Najib doth protest too much as his claim that the government is not in denial can easily rebutted, and I will give two instances:

Firstly, the ludicrous claim by the Deputy Prime Minister cum Education Minister Tan Sri Muhyiddin Yassin early this year that the Malaysian education system is one of the best in the world and that Malaysian youngsters are receiving better education than children in the United States, Britain and Germany.

Secondly, the government’s refusal and denial for almost four years to admit Malaysia’s disastrous showing in the Trends in International Mathematics and Science Study (TIMSS) 2007, the four-yearly international comparative assessment of the achievements and attitudes towards mathematics and science of Year 4 and Year 8 secondary students, and ascertain the causes to immediately arrest and reverse such decline.

At the eighth grade level of the TIMSS evaluation, Malaysia plunged from No. 10 placing in mathematics in TIMSS 2003 to No. 20 placing in TIMSS 2007, dropping a hefty 45 score points from 519 points in 1999, 508 in 2003 to 474 in 2007 (500 is the TIMSS mathematics scale average).
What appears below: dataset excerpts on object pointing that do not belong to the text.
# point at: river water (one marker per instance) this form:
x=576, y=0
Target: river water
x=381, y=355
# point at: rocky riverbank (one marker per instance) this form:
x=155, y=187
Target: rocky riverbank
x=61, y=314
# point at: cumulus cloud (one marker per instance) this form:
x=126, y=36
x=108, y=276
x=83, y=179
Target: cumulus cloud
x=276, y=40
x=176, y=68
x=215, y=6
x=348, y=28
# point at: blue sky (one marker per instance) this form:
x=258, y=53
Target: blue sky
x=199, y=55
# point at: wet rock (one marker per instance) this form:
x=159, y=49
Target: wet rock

With the disastrous showing in mathematics at the eighth grade level, Malaysia not only lost to the five top Asian countries which took the first five places, namely Taiwan (1), South Korea (2), Singapore (3), Hong Kong (4) and Japan (5) but also to Hungary (6), England (7), Russia (8), United States (9), Lithuania (10), Czech Republic (11), Slovenia (12), Armenia (13), Australia (14), Sweden (15), Malta (16), Scotland (17), Serbia (18) and Italy (19).

Imagine Malaysia having worse ranking in student mathematics attainments when compared to countries like Hungary, Russia, Slovenia, Armenia, Malta, Serbia and Italy, and yet we have an Education Minister who could boast of the country having one of the best education systems in the world!
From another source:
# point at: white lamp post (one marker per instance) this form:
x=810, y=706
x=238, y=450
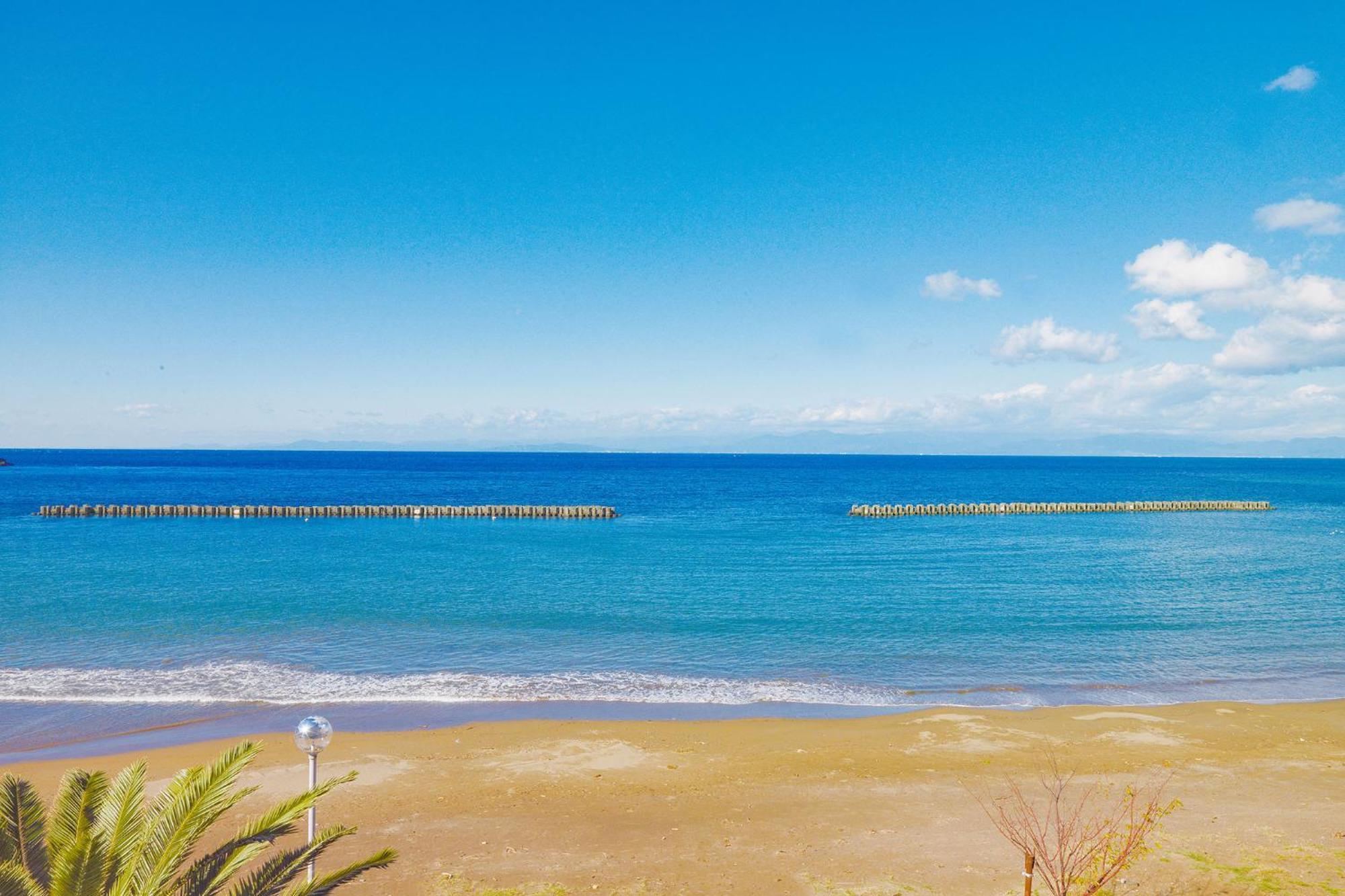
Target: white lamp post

The incontrovertible fact is that in the past 13 years, Malaysia has three Education Ministers and each has produced an Education Blueprint but Malaysian education standards have gone from bad to worse in this period.

Tan Sri Musa Mohamad who was Education Minister from 1999 to 2004 produced the 10-year Education Development Plan 2001-2010 while Datuk Seri Hishammuddin Hussein who was Education Minister from 2004 to 2009 set it aside and produced his own blueprint, Education Development Master Plan 2006-2010.

Will Muhyiddin’s Malaysian Education Blueprint 2013-2025 break the jinx of one Education Blueprint after another resulting in further deterioration in the educational standards in the country?

What is there to make Malaysians believe that Muhyiddin’s Education Blueprint will be more successful than Hishammuddin and Musa’s blueprints, as to catapult Malaysian students from the bottom one-third to the top one-third in international assessments?

If Najib is sincere and serious that the Malaysian Education Blueprint 2013-2025 should effect a transformation of the entire education system, “lifting achievement for all students”, then he should support the establishment of a Parliamentary Select Committee on Education when Parliament reconvenes on Sept. 24, which should be given three months to submit its report on the 12-year Malaysian Education Blueprint.

One of the terms of reference of the Parliamentary Select Committee on Education should be to find out why the two previous Education Blueprints of the two former Education Ministers had the opposite results since 1999, causing Malaysian student performance in both mathematics and science to fall below the international average with a commensurate drop in ranking – and worse of all, hiding such a crisis of the Malaysian education system from the Malaysian public in the past four years!